Re: Comments on locale name guideline: CODESET names

Pablo Saratxaga Wed, 20 Jun 2001 13:20:47 -0700
Kaixo!

On Wed, Jun 20, 2001 at 05:44:44PM +0100, Markus Kuhn wrote:
> On Wed, 20 Jun 2001, Pablo Saratxaga wrote:
> > The standard Vietnamese encoding is TCVN-5712 not VISCII.
> 
> Standard? No. If it's still not even in the IANA registry, it can't be
> that widely used.

There was a time when KOI8-R wasn't registered either, and yet it was
the standard in Russia, despite the fact that some documents claimed
it was iso-8859-5.

I don't know why it isn't registered in the IANA registry; but that doesn't
change anything to the fact.

> Also show me a terminal emulator that displays the
> combining characters in TCVN-5712 correctly!

show me a TCVN encoded text using combining characters first :)
It is not needed to use them.

> The UTF-8 xterm and its
> fonts are by now a couple of thousand times more widely deployed than
> any TCVN-5712 capable terminal emulator,

No need of a special terminal; having a right font is enough.

> which makes UTF-8 the by far
> best supported encoding for Vietnamese today.

The best supported (as in the one best working without need of extra
settings), maybe. The most used, no.
To begin with, there are input methods for tcvn (and other 8bit encodings)
and not for utf-8.

> The Vietnamese locale
> currently installed on all Linux systems is UTF-8 only.

well, I've provided both TCVN and VISCII for a while, first as a set
of files to run setlocale on, then as part of Linux-Mandrake; I should
have sent the patches earlier (I just kept forgetting as I was busy on other
things). Debian also should provide it I think (at least I had a mail
exchange with a Debian developpers and sent him my patches)

> TCVN-5712 is very dead on Linux and has already lost the race against UTF-8.

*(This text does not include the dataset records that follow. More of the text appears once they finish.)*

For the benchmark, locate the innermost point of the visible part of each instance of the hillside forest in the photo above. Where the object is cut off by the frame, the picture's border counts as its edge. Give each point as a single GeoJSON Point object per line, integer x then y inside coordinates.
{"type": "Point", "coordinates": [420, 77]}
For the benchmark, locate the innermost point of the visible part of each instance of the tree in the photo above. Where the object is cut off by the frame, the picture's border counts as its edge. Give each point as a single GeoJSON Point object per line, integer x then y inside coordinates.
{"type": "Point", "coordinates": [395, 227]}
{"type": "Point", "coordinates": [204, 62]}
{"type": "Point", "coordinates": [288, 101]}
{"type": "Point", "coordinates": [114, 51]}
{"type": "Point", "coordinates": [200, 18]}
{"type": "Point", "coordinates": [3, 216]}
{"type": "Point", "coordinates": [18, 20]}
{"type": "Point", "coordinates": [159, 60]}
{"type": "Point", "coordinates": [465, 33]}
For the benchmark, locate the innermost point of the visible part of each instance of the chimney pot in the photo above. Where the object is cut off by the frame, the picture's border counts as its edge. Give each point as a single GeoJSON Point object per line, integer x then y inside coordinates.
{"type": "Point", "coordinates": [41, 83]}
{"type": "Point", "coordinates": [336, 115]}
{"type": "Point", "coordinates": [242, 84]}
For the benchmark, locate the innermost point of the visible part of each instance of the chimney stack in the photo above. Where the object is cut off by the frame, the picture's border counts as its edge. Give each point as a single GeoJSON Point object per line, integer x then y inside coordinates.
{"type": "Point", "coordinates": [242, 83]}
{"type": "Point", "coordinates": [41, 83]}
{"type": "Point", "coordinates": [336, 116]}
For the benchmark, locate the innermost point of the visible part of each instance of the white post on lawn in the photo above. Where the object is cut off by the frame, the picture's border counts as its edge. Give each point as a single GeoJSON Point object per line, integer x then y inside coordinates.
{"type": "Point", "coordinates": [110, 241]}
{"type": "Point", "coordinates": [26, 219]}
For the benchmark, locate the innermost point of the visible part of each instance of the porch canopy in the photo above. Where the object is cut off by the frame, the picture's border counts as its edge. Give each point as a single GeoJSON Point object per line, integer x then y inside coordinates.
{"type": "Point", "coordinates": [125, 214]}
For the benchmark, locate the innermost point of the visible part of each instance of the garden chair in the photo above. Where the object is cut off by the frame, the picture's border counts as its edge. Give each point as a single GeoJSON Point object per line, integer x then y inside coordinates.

I don't think so. All the people I know that use vietnamese languages
on a GNU/Linux system use either TCVN-5712 or, for some, VISCII.
UTF-8 was simply not working, until very recently (and it has still some
problems; more problems than TCVN-5712. Only mailing and http is better
done in utf-8, imho).
Ah, and vietnamese LaTeX documents use TCVN encoding too.

Mmh, look at 'TSCII' example, it is not on GNU/Linux distribs, and
probably not on IANA either; however, it is used, and there are even
KDE and Gnome translations in that encoding (in fact all the Tamil po files
I saw are in TSCII). "Not included in standard" is very different of
"not used".

> There is
> a little bit of use of VISCII though, so it deserves being mentioned,
> which I did.

TCVN-5712 should be added too then, for the same reason.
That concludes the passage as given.